A study conducted by Professor Lars Sjöström, Prof Lena Carlsson and their team at Sahlgrenska Academy, University of Gothenburg, has found that bariatric surgery is considerably more effective than traditional care and lifestyle changes in preventing diabetes among people with obesity.
The treatment group consisted of 1,658 subjects who had undergone bariatric surgery, while the control group consisted of 1,771 equally obese people who had received traditional care.
During 15-year follow-up, 392 people in the control group and only 110 people in the treatment group developed diabetes.
“Our results show that bariatric surgery can reduce the risk of developing diabetes by more than 80%,” Professor Sjöström says. “This is an extremely high figure.”

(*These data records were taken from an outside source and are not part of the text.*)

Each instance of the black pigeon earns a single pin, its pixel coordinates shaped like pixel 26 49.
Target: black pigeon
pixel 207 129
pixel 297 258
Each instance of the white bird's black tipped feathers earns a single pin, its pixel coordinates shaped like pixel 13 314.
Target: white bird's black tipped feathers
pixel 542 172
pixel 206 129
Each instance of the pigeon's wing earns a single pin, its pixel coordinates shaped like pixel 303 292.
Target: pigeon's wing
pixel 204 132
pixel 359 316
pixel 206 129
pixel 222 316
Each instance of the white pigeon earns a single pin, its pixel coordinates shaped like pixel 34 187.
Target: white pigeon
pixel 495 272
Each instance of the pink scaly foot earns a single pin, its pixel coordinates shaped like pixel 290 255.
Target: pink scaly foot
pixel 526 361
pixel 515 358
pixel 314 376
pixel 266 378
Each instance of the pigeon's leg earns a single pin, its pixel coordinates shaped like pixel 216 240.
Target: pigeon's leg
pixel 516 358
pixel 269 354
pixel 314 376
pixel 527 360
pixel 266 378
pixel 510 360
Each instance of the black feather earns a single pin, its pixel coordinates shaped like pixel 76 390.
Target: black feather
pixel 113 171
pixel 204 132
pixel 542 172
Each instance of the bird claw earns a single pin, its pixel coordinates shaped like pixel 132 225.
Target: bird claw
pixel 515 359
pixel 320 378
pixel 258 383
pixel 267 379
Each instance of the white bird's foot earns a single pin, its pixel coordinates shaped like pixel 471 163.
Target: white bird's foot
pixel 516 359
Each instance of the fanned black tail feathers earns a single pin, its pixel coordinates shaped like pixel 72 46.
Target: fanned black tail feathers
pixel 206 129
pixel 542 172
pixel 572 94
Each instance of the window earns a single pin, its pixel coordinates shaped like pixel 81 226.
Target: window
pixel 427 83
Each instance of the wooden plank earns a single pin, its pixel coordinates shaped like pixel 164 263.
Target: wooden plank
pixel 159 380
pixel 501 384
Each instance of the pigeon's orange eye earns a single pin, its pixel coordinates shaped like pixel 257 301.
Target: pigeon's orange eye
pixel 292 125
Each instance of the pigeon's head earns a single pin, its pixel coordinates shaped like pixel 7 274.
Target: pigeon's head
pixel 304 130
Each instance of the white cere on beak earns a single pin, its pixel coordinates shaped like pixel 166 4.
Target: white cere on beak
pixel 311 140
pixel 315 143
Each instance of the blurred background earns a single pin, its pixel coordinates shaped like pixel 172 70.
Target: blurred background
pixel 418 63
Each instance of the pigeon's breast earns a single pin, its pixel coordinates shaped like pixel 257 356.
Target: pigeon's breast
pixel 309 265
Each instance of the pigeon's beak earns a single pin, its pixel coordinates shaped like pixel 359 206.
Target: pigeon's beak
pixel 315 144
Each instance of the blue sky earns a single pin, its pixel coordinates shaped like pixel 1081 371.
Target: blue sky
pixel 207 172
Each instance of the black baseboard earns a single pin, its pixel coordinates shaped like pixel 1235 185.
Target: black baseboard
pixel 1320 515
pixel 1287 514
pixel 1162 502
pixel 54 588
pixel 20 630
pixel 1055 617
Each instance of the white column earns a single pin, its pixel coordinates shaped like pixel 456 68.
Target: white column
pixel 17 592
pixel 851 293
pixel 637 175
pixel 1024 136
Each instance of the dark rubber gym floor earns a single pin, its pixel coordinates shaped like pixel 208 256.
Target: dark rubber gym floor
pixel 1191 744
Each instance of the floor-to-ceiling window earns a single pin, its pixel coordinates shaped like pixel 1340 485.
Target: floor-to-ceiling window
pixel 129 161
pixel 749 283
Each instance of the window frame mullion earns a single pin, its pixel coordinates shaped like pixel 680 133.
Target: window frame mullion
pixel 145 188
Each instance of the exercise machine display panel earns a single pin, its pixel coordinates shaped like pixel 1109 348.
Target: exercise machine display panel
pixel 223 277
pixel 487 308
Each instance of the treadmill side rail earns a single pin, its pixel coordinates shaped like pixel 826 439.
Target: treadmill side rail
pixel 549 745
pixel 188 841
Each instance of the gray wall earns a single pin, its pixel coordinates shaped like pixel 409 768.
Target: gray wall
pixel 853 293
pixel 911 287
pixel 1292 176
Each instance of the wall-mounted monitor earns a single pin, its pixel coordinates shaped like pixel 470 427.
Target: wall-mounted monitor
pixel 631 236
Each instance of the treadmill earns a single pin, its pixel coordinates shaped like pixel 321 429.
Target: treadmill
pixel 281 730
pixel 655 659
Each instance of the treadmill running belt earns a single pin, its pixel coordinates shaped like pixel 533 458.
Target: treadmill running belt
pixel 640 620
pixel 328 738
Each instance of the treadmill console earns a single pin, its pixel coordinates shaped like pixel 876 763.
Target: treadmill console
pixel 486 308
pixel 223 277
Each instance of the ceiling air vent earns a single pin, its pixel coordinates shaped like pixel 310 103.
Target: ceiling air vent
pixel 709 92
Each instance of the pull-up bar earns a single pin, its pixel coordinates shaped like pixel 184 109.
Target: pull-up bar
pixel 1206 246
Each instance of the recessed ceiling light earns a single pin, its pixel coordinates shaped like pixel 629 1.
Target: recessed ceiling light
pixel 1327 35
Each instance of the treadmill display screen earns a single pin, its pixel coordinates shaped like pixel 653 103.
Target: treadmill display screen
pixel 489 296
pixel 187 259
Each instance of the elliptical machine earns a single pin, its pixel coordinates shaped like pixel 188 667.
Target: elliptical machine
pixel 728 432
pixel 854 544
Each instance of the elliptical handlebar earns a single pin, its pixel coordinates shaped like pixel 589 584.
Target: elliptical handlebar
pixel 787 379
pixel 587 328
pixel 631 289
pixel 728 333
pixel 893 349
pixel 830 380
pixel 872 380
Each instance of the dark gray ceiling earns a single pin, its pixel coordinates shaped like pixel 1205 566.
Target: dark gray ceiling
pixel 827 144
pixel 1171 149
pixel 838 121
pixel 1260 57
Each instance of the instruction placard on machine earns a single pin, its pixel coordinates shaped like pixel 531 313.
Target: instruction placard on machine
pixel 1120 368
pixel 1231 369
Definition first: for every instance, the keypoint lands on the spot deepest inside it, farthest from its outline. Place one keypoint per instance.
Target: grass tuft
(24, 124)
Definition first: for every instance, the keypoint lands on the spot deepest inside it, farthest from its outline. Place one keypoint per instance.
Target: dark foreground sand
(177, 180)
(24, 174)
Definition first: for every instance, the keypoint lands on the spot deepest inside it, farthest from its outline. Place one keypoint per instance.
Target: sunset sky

The study is based on an extensive study entitled Swedish Obese Subjects (SOS), which has given rise to more than 90 scientific articles and demonstrated that bariatric surgery is also highly beneficial when it comes to cancer, cardiovascular disease, total mortality and health-related quality of life.
“Both women and men benefited in terms of diabetes,” Professor Sjöström says, “but the degree of obesity at baseline did not affect the results.”
The article, “Bariatric Surgery and Prevention of Type 2 Diabetes in Swedish Obese Persons,” will appear in the August 23 issue of NEJM.
FACTS ABOUT THE SOS STUDY
Swedish Obese Subjects (SOS) is one of the largest studies ever conducted on obesity treatment. The results of the study helped raise the number of bariatric operations in Sweden from a few hundred in 1987 to almost 10,000 in 2011.